Abstract

The pronouncement of the refusal to even recognize the existence of a medieval epic in Oc can be both historically dated (between 1865 and 1869) and ideologically defined (French nationalism) in terms of an on-going debate of the young Paul Meyer and Gaston Paris with the German school. This refusal continues to lock contemporary research into a logic of refusal to "go and see for oneself." A reexamination of this "exclusion" involves replacing over-encompassing theories on the origin of the epic by a narrowing of the perspective, focussing on the places and conditions of its appearance. Thus, through the relation Sainte Foi - Roland occitan, the famous "gap" in the origins of the genre is closed, and the reality of the "art of Aquitaine" or "of Tudèle" — which lies at the heart of its first flourishing — appears in an Occitan-Normand dialogue.
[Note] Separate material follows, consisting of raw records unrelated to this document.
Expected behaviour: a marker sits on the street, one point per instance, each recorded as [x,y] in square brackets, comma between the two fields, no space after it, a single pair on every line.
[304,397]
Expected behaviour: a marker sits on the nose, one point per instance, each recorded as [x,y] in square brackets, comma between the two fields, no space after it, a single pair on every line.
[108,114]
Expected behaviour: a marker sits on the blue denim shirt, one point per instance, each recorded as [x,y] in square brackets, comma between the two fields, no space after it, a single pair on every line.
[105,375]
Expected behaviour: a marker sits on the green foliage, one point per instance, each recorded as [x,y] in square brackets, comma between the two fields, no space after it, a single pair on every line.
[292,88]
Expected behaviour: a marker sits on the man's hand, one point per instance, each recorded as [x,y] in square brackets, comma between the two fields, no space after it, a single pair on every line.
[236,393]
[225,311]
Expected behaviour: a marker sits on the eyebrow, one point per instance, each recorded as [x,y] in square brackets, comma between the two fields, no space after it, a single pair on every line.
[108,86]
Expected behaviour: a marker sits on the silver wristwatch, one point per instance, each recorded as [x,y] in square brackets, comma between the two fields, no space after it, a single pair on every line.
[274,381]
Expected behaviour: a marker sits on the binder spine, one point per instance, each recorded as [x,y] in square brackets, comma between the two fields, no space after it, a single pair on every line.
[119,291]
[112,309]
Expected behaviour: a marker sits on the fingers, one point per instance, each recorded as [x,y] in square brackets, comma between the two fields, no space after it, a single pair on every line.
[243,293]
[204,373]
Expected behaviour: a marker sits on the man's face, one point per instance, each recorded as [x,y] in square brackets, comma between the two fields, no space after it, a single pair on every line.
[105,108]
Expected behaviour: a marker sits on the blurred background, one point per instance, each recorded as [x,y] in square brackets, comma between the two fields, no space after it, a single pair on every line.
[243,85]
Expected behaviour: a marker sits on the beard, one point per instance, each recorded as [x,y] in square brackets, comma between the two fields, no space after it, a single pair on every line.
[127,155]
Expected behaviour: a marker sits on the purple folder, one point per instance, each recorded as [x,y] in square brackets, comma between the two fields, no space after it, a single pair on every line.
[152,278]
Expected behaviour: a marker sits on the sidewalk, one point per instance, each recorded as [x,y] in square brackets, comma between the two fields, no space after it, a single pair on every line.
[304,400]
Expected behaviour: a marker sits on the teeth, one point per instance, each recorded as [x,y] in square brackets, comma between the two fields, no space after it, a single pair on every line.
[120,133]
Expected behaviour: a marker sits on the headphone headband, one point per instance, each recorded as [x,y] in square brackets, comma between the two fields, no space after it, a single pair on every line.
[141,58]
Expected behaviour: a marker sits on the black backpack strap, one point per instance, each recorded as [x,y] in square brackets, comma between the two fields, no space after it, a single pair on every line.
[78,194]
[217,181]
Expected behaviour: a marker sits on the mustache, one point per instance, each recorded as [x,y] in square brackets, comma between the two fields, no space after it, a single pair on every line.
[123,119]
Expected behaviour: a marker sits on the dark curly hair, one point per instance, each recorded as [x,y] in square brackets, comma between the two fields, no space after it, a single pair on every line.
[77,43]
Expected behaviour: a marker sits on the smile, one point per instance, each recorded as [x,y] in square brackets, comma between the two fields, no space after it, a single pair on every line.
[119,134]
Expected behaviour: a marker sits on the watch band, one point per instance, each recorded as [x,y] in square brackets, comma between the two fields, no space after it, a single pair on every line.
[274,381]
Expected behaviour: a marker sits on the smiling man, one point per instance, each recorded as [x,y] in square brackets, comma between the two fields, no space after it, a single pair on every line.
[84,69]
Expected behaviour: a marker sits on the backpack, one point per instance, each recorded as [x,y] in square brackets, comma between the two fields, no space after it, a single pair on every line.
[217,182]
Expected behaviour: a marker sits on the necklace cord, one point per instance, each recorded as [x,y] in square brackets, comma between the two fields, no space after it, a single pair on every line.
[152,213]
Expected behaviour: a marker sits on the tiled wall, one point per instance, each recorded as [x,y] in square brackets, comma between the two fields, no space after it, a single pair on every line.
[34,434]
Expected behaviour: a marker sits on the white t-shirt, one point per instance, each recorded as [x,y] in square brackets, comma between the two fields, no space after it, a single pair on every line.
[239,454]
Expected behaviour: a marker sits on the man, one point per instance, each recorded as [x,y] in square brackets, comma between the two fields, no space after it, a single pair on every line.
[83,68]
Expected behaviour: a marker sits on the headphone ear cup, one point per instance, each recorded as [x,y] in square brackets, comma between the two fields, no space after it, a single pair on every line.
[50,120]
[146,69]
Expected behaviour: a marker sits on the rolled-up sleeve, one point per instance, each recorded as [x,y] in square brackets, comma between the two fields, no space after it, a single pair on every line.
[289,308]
This same line of inquiry reveals the importance of the change that took place in the middle of the 11th century, where the two winners, both in European and in Church affairs — the Capetian and the Cisterician causes — had initially at their disposal only this "métier" to express themselves. It is only towards the end of the 12th and 13th centuries that a recomposition of existing works and a prolific burst of creativity, in différent regions of oïl — with writing that would lay the fundations for the major manuscripts of the later period — construct what has corne to be called the "French epic" and obscure, to the point of excluding it entirely from our field of vision, the Occitan origins of the chanson de geste, an origin moreover which can be verified by the analysis of the surviving texts.